ID sharks get massive... and I mean... MASSIVE... I would re-home your current one and get a fish that won't outgrow even the biggest of tanks... Not sure why they would fight o anything


----------



## topher (May 23, 2014)

Thank you for the information. I'm thinking now that my one shark probably was injuring itself. Not the other one bothering it. But now I only have one and they like to be in a group. Anyone recommend what kind of fish I should get to keep this one company?


----------



## Buerkletucson (Apr 8, 2014)

topher said:


> Thank you for the information. I'm thinking now that my one shark probably was injuring itself. Not the other one bothering it. But now I only have one and they like to be in a group. Anyone recommend what kind of fish I should get to keep this one company?


Honestly, I would not even consider it. 
Sell the fish or trade it in on something that is "Aquarium friendly"
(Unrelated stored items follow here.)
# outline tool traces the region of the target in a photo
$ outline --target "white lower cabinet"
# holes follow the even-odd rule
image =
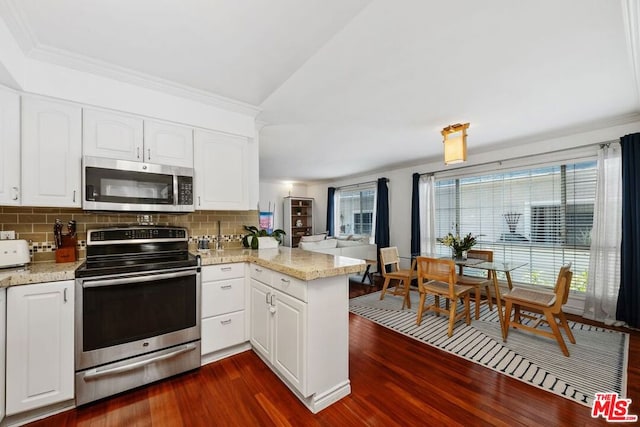
[[[249,339],[302,403],[318,412],[351,392],[349,281],[304,281],[250,264]]]
[[[8,288],[7,415],[73,399],[73,284]]]
[[[292,282],[286,291],[281,288],[281,284]],[[304,397],[311,394],[305,366],[307,303],[298,298],[304,298],[306,286],[297,279],[252,266],[251,344]]]
[[[0,421],[4,419],[5,350],[7,348],[7,290],[0,289]]]
[[[247,341],[245,264],[202,267],[202,355]]]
This type fish in a 65 G is like you living in a closet. It will never have much of a life.


----------



## coralbandit (Jul 29, 2012)

I'm sorry whoever sold you the fish gave you bad info.Brian(Buerkletuscon) gave you the best info out there IMO.I would not be as concerned with finding a suitable companion for the shark as a proper home.Take him back if at all possible.I know a 65 seems like a big tank in fish world,but not even close for this fish.I have seen some 2' long!They look horrible .Even in a 300g tank(8 feet long) this fish could grow large enough to not be able to turn around with out touching front and back of tank(2 feet).


----------



## majerah1 (Oct 29, 2010)

I own a 60 gallon aquarium and could not imagine one of the massive fish in there. I agree with the consensus. Take him back, scold the person who sold it with bad info and get something more suitable to your tank.


----------